The paper boats were ships taking missionaries to China. And she began giving up candy because in China, she probably wouldn’t be able to have any.
But when she grew up, Frances was not accepted into the two convents that she asked to join. Her health was not too good, so she taught at girl’s school for six years.
Then a priest asked her to help out in a small home for orphans. Things were very hard for Frances because of the lady who ran the house. Yet Frances stuck to the work, and some other generous women joined her. Together they took vows.
At last the bishop told Frances to begin her own congregation of missionary nuns, which Frances did without hesitation. This congregation is called the Missionary Sisters of the Sacred Heart.
Soon it began to grow, first in Italy and then in many other countries. Frances, whom everyone called Mother Cabrini, had always had her heart set on going to China. But it seemed that God wanted her to come to America.
When Pope Leo XIII told her, “Go west, not east,” the matter was settled. St. Frances Xavier Cabrini sailed for the United States and became an American citizen. She helped large numbers of Italian immigrants and was like their real mother and friend.
Mother Cabrini and her sisters found things very difficult in the beginning. The archbishop of New York even suggested that they go back to Italy. But Mother Cabrini answered, “Your excellency, the pope sent me here and here I must stay.”

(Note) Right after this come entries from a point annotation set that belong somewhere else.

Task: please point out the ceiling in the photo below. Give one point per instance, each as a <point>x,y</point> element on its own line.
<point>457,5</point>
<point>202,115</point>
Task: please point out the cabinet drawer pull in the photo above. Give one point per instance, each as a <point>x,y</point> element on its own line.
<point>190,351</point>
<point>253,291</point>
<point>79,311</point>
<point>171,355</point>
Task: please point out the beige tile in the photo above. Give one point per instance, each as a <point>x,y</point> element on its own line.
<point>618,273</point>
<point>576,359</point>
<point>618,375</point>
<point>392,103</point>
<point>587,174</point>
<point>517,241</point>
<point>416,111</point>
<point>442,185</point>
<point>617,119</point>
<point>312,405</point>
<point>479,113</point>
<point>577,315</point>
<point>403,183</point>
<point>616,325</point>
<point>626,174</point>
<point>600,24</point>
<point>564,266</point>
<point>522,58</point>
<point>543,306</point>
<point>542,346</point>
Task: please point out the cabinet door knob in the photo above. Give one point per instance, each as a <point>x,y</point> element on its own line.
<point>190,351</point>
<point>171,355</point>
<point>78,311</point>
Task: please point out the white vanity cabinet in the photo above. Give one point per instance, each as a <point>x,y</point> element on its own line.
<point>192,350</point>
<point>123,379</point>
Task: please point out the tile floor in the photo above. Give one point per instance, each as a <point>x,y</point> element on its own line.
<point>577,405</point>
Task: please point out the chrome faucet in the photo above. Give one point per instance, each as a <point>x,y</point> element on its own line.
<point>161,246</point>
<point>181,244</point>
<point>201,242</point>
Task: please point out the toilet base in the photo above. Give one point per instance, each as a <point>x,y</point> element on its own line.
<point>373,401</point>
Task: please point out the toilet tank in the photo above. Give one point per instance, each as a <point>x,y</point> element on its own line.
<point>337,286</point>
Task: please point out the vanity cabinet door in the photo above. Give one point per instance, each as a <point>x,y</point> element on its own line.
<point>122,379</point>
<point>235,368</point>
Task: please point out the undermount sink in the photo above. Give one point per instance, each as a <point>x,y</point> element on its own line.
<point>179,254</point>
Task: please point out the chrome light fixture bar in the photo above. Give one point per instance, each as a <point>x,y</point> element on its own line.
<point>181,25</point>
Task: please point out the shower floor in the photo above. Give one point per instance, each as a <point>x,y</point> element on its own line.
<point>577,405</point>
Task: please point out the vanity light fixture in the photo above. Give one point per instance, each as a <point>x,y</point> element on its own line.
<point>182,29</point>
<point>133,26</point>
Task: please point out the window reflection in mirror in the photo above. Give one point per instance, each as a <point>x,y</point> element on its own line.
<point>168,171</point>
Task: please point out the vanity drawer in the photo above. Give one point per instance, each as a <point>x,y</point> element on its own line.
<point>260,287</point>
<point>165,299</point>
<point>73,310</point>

The archbishop admired her pioneer spirit, and so she and her sisters were allowed to begin their great work for God. Schools, hospitals, and homes for children were opened up in different states.
As the years passed, Mother Cabrini made many trips to spread her congregation and its works. She founded 67 institutions, and there were always difficulties, but she put all her trust in the Sacred Heart. “It is he who is doing everything, not us,” she would say.
Mother Cabrini died in Chicago on December 23, 1917.